[Cerowrt-devel] cerowrt 3.3.8-17: nice latency improvements, some issues with bind

Sat Aug 25 14:09:10 EDT 2012

On Sat, Aug 25, 2012 at 6:56 AM, Török Edwin
<edwin+ml-cerowrt at etorok.net> wrote:
> On 08/18/2012 08:07 PM, Dave Taht wrote:
>> Thx again for the benchmarks on your hardware! Can I get you to go one
>> more time to the well?
>
> Yes, but you have to wait until I have some time to do it.

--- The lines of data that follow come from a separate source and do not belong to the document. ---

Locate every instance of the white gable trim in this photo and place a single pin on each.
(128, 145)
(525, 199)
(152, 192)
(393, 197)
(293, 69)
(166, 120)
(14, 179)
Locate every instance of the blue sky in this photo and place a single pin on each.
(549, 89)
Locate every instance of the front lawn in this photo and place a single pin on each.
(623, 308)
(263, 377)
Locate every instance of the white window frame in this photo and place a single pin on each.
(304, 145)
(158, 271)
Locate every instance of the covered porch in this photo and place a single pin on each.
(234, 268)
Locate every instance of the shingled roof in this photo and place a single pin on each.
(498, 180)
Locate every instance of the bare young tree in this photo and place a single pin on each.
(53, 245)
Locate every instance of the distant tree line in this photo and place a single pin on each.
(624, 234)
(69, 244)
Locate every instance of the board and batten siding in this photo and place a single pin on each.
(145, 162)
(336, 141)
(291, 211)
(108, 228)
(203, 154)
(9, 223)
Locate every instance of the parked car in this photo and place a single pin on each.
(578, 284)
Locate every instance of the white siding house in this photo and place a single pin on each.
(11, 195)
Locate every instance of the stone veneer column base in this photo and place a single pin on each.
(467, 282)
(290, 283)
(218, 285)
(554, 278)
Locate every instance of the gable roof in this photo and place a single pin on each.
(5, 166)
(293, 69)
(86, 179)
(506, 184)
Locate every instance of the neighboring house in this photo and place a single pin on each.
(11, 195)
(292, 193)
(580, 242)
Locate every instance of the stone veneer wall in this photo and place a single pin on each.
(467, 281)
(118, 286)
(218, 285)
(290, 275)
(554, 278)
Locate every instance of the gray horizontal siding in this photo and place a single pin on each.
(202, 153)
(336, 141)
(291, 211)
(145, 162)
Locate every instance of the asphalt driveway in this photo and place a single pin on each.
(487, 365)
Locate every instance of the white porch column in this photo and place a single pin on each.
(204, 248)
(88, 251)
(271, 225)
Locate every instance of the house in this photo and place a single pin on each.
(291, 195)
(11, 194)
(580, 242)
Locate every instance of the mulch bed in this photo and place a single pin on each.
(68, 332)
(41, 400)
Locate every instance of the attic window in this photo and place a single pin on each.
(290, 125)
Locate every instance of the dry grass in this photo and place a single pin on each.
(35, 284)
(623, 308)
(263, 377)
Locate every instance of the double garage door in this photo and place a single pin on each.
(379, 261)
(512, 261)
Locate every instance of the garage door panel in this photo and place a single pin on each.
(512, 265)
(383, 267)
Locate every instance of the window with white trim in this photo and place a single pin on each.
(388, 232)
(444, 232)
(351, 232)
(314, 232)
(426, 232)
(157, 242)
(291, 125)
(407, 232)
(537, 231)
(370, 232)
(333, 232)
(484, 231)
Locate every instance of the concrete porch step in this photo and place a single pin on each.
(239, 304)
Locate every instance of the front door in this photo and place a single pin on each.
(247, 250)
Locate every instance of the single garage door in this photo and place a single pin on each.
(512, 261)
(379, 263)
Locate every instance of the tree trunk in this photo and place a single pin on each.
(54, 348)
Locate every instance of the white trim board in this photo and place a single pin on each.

No worries. Doing good science takes time.

>
>> Stripping out the incremental steps some will save you some time
>> on benchmarking, so lets go with 3,4,12,35,100. Wireless data is
>> incredibly noisy and I usually end up going with cdf plots like this
>> old one
>>> To get twice the speed a qlen=11 is enough already, and to get all the speed back a qlen=35 is needed.
>>
>> This is an incomplete conclusion. It is incomplete in that A) these
>> tests were done under laboratory conditions at the highest data rate
>> (MCS15), and B), it was with a single point to point link to an AP
>> which normally would be handling more than one client. C) it tests a
>> single full throttle TCP stream when typical websites and usage
>> involve 70+ dns lookups and 70 separate short streams.
>>
>> I can live with B and C) for now, although I note that the chrome
>> benchmark while doing a full blown stream test as you are doing now in
>> the background and ping is quite useful for looking at C. Let's tackle
>> A...
>>
>>>
>>> And here are the results with fq_codel on the laptop too (just nttcp -t as thats the one affected):
>>>
>>> fq_codel on laptop, cerowrt defaults,  nttcp -t:  1.248/12.960/108.490/16.733 ms; 90 Mbps
>>> fq_codel on laptop, cerowrt qlen_*=4,  nttcp -t:  1.205/10.843/ 76.983/12.460 ms; 105 Mbps
>>> fq_codel on laptop, cerowrt qlen_*=8,  nttcp -t:  4.034/16.088/ 98.611/17.050 ms; 120 Mbps
>>> fq_codel on laptop, cerowrt qlen_*=11, nttcp -t:  3.766/15.687/ 56.684/11.135 ms; 114 Mbps
>>> fq_codel on laptop, cerowrt qlen_*=35, nttcp -t: 11.360/26.742/ 48.051/ 7.489 ms; 113 Mbps
>>
>> So, if you could move your laptop to where it gets MCS4 on a fairly
>> reliable basis, and repeat the tests? a wall or three will do it.
>
> I've put my laptop in a place where I got MCS4 on TX most of the time.
> RX is MCS4 most of the time too, but it is switching to MCS5, 7, 11, 12 and back to MCS4
> quite a lot.
>
>> please don't change your kernel out before trying that test... (and I
>> make no warranties about the reliability/usefulness of a rc2!)
>
> Here are the results with fq_codel on the laptop, and same 3.5.0 kernel:
>
> qlen 100, nttcp -t:  5.966/57.104/192.017/26.674 ms; 52.2376 Mbps
> qlen  35, nttcp -t: 15.636/54.823/108.921/19.762 ms; 52.4675 Mbps
> qlen  12, nttcp -t:  4.768/29.439/132.924/27.159 ms; 51.2619 Mbps
> qlen  4,  nttcp -t:  2.631/20.500/152.741/31.549 ms; 40.3949 Mbps
> qlen def, ntccp -t:  2.010/21.851/317.085/49.323 ms; 35.8268 Mbps
>
> qlen 100, nttcp -r: 23.225/44.101/142.835/21.181 ms; 36.6789 Mbps
> qlen  35, nttcp -r:  3.755/23.413/ 83.530/15.329 ms; 35.4602 Mbps
> qlen  12, nttcp -r:  4.318/10.251/ 96.773/12.008 ms; 31.1557 Mbps
> qlen   4, nttcp -r:  2.733/ 4.507/ 16.353/ 1.917 ms; 24.6688 Mbps
> qlen def, nttcp -r:  2.119/ 4.999/ 64.968/ 7.275 ms; 27.3645 Mbps
>
> Note that the laptop was on battery this time, so that may add some jitter
> (CPU freq switching, wifi power saving?), but shouldn't matter for >10ms quantities.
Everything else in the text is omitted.